Book The Maya Art of Speaking Writing

Download or read book The Maya Art of Speaking Writing written by Tiffany D. Creegan Miller and published by University of Arizona Press. This book was released on 2022-05-24 with total page 305 pages. Available in PDF, EPUB and Kindle. Book excerpt: Challenging the distinctions between “old” and “new” media and narratives about the deprecation of orality in favor of inscribed forms, The Maya Art of Speaking Writing draws from Maya concepts of tz’ib’ (recorded knowledge) and tzij, choloj, and ch’owen (orality) to look at expressive work across media and languages. Based on nearly a decade of fieldwork in the Guatemalan highlands, Tiffany D. Creegan Miller discusses images that are sonic, pictorial, gestural, and alphabetic. She reveals various forms of creativity and agency that are woven through a rich media landscape in Indigenous Guatemala, as well as Maya diasporas in Mexico and the United States. Miller discusses how technologies of inscription and their mediations are shaped by human editors, translators, communities, and audiences, as well as by voices from the natural world.
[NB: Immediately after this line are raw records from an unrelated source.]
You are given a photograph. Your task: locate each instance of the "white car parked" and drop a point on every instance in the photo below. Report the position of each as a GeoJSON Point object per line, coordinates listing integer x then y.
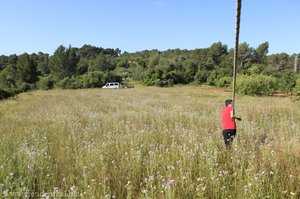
{"type": "Point", "coordinates": [112, 85]}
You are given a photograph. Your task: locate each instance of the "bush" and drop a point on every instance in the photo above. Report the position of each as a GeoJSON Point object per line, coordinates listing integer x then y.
{"type": "Point", "coordinates": [24, 87]}
{"type": "Point", "coordinates": [256, 85]}
{"type": "Point", "coordinates": [224, 81]}
{"type": "Point", "coordinates": [4, 94]}
{"type": "Point", "coordinates": [45, 83]}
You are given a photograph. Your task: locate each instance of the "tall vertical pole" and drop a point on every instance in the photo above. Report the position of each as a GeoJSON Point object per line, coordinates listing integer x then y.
{"type": "Point", "coordinates": [235, 55]}
{"type": "Point", "coordinates": [296, 64]}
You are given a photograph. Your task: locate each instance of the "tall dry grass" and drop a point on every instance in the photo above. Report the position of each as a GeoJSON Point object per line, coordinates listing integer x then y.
{"type": "Point", "coordinates": [147, 143]}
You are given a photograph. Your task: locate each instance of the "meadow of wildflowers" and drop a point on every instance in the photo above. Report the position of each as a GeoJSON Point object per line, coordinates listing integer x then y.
{"type": "Point", "coordinates": [147, 143]}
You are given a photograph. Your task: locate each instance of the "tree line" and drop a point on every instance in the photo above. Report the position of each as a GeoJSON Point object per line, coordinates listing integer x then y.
{"type": "Point", "coordinates": [91, 67]}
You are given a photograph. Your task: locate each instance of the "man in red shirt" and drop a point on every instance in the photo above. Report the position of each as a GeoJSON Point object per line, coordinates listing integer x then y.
{"type": "Point", "coordinates": [228, 123]}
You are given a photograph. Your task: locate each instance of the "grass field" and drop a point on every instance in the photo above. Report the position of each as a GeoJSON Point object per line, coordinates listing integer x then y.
{"type": "Point", "coordinates": [147, 142]}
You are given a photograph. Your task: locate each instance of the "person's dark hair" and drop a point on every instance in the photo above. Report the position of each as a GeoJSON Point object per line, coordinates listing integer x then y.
{"type": "Point", "coordinates": [228, 101]}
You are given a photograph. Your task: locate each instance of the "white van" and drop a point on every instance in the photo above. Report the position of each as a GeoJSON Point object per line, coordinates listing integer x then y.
{"type": "Point", "coordinates": [112, 85]}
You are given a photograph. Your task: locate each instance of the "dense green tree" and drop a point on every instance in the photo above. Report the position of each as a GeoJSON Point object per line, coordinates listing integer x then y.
{"type": "Point", "coordinates": [260, 53]}
{"type": "Point", "coordinates": [63, 63]}
{"type": "Point", "coordinates": [279, 61]}
{"type": "Point", "coordinates": [26, 69]}
{"type": "Point", "coordinates": [8, 77]}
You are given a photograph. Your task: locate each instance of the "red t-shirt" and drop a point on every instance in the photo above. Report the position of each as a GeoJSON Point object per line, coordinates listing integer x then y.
{"type": "Point", "coordinates": [227, 122]}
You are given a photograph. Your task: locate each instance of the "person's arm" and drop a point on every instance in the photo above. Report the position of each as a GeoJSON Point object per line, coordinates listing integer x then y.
{"type": "Point", "coordinates": [233, 117]}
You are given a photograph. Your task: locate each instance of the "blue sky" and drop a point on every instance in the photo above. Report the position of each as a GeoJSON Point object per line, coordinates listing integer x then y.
{"type": "Point", "coordinates": [34, 26]}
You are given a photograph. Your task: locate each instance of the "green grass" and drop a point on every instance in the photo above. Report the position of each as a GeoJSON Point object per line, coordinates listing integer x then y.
{"type": "Point", "coordinates": [147, 142]}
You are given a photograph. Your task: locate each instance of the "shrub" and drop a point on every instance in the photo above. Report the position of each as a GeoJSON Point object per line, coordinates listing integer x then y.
{"type": "Point", "coordinates": [45, 83]}
{"type": "Point", "coordinates": [256, 85]}
{"type": "Point", "coordinates": [4, 94]}
{"type": "Point", "coordinates": [224, 81]}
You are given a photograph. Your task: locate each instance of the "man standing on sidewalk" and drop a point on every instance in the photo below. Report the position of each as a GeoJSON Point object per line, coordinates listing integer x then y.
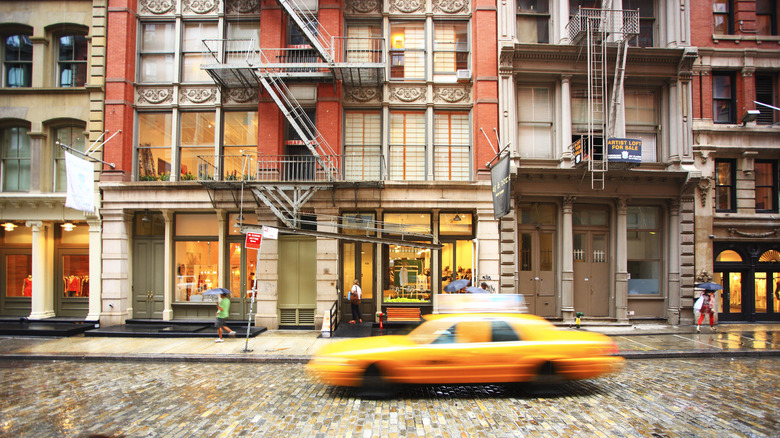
{"type": "Point", "coordinates": [223, 310]}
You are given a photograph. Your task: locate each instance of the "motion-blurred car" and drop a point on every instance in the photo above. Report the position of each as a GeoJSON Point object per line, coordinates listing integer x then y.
{"type": "Point", "coordinates": [468, 349]}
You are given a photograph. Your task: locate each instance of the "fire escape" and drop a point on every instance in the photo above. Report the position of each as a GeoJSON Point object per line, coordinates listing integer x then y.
{"type": "Point", "coordinates": [595, 30]}
{"type": "Point", "coordinates": [285, 184]}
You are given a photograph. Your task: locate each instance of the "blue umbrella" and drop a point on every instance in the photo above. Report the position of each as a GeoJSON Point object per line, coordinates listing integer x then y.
{"type": "Point", "coordinates": [456, 285]}
{"type": "Point", "coordinates": [217, 291]}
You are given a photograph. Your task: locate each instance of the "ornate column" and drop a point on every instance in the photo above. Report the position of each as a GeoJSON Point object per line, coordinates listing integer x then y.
{"type": "Point", "coordinates": [673, 283]}
{"type": "Point", "coordinates": [95, 268]}
{"type": "Point", "coordinates": [621, 262]}
{"type": "Point", "coordinates": [168, 269]}
{"type": "Point", "coordinates": [42, 286]}
{"type": "Point", "coordinates": [567, 261]}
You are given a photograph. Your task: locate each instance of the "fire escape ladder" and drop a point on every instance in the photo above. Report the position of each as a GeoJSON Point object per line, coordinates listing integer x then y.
{"type": "Point", "coordinates": [285, 202]}
{"type": "Point", "coordinates": [597, 122]}
{"type": "Point", "coordinates": [299, 121]}
{"type": "Point", "coordinates": [310, 26]}
{"type": "Point", "coordinates": [617, 86]}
These texts push back not just on linear and compartmentalized Western notions of media but also on the idea of the singular author, creator, scholar, or artist removed from their environment. The persistence of orality and the interweaving of media forms combine to offer a challenge to audiences to participate in decolonial actions through language preservation. The Maya Art of Speaking Writing calls for centering Indigenous epistemologies by doing research in and through Indigenous languages as we engage in debates surrounding Indigenous literatures, anthropology, decoloniality, media studies, orality, and the digital humanities.